Re: [Usability] Efficient navigation in nautilus
- From: Christian Schneider <c schneider scram de>
- To: Kalle Vahlman <zuh luukku com>
- Cc: usability gnome org, tw stud uni-wuppertal de
- Subject: Re: [Usability] Efficient navigation in nautilus
- Date: Sun, 30 May 2004 23:14:48 +0200
What exactly do you mean by "navigate with the open folder". Do you
mean with the mouse or keyboard?
I mean that if you have a folder (/foo/bar) open and need to navigate down on that
path (to /foo/bar/baz/nilli), why on earth you should open the location dialog to
do it? At least that was what I understood you were doing...
It is one thing you should be able to do. It is usefull in a directory
with many subdirectories or if you are just faster with the keyboard
than the mouse. And of course you could also select a file this way.
I've always thought that moving my hand to the mouse from the
keyboard is something like "mildly annoying", but to say that the cursor
pad (a part of the keyboard, I presume) is too far to be usable...
Words escape me :)
Hehe I was just comparing to bash ... and bash is more effective here.
Of course. But I don't think nautilus needs to mimic bash in its behavior.
Use the real thing if you really want to navigate with typing the path
(which actually sounds like a silly thing to do in graphical environment
now that I think about it.)
Why do you think this is silly? For a novice user ease of use counts,
for a pro user speed counts.
So as we have it now the pro user can only switch to bash if he wants
speed. If he can type in the graphical
interface he doesnīt need to switch to bash in most cases. While I
absolutely think that gnome should be very user friendly and apealing to
novice users we should bever forget the pro users.

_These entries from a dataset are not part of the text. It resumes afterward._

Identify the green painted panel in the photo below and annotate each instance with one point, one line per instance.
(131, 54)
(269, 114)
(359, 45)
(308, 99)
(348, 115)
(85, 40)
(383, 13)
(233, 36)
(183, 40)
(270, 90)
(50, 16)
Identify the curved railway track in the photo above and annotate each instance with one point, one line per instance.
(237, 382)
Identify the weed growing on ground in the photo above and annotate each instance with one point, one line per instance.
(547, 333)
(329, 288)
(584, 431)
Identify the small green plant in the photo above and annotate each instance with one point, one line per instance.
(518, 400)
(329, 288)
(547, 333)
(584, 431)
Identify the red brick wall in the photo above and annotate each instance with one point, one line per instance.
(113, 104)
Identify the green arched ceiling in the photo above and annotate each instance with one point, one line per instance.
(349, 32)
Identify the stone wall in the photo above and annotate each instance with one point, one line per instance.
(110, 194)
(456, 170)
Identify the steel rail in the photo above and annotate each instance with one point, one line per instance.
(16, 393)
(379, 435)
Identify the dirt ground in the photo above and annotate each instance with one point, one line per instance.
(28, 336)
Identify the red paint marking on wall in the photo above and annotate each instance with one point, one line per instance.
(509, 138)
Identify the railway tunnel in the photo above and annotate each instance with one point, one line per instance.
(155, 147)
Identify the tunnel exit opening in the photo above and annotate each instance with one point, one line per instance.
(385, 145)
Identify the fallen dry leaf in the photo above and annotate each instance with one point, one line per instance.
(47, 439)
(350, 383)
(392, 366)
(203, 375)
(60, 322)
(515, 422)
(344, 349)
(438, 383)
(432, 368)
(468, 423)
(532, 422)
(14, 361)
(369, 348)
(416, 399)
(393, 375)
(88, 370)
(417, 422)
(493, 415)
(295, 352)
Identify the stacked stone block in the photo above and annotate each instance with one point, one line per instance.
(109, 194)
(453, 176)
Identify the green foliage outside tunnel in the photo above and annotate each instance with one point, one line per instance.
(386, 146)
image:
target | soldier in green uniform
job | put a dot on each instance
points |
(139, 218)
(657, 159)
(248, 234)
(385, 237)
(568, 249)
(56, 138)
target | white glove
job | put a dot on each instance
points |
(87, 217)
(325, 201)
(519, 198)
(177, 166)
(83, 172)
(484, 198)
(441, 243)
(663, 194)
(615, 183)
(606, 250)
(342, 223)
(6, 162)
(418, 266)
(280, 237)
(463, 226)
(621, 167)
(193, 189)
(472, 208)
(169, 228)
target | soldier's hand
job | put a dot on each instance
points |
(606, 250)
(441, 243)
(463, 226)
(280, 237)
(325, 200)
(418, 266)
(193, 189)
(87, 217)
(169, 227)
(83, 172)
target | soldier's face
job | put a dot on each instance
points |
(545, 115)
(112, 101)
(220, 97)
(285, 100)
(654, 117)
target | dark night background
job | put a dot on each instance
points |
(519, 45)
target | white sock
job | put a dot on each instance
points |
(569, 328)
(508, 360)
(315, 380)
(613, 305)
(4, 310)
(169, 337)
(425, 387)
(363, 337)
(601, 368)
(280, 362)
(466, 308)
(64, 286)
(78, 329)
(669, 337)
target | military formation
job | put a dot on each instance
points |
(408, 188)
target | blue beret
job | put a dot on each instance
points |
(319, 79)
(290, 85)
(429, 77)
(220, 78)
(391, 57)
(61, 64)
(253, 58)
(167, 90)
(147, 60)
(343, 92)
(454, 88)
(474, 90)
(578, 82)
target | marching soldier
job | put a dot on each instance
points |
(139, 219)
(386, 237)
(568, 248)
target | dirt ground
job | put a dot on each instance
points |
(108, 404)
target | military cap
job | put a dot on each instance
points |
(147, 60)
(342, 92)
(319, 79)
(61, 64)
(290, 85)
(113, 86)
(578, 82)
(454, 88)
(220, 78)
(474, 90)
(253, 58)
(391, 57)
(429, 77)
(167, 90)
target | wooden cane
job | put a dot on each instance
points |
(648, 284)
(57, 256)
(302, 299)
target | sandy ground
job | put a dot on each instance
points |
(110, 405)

btw. I also canīt think of anyone who would need the tab key for
switching input elements inside the dialog.
-o/ Me!
Do you really use this? Tab is ok inside a larger dialog when no mouse
is at hand but when there is only an input field and cancel and ok
button the keys esc and enter do a much better job.
Well, as I have said, it should work the same way in every dialog to be
consitent. You can't have such widespread keys doing different things
in a similar context. You just can't, no matter how much it would help
one particular use-case.
In a dialog it would be problematic but in a panel applet I see not much
of a problem. The Tab key is not used there.
btw. I have one other idea for a keyboard shortcut in nautilus. What
about using something like Ctrl-t to open the userīs default terminal
app with the path set to the current folder.
<sarcasm>
...And lets adapt all the other "nifty" features from konquer!
</sarcasm>
I think we should not adapt features that crowd the interface. But
keyboard shortcuts donīt crowd it. A novice user will just not know
about the feature and it will not tamper with his experience of the
system. The only thing is that each shortcut takes away a key. So of
course we should not give any silly function a shortcut.
This is surely very
easy to implement and every admin will thank you ;-)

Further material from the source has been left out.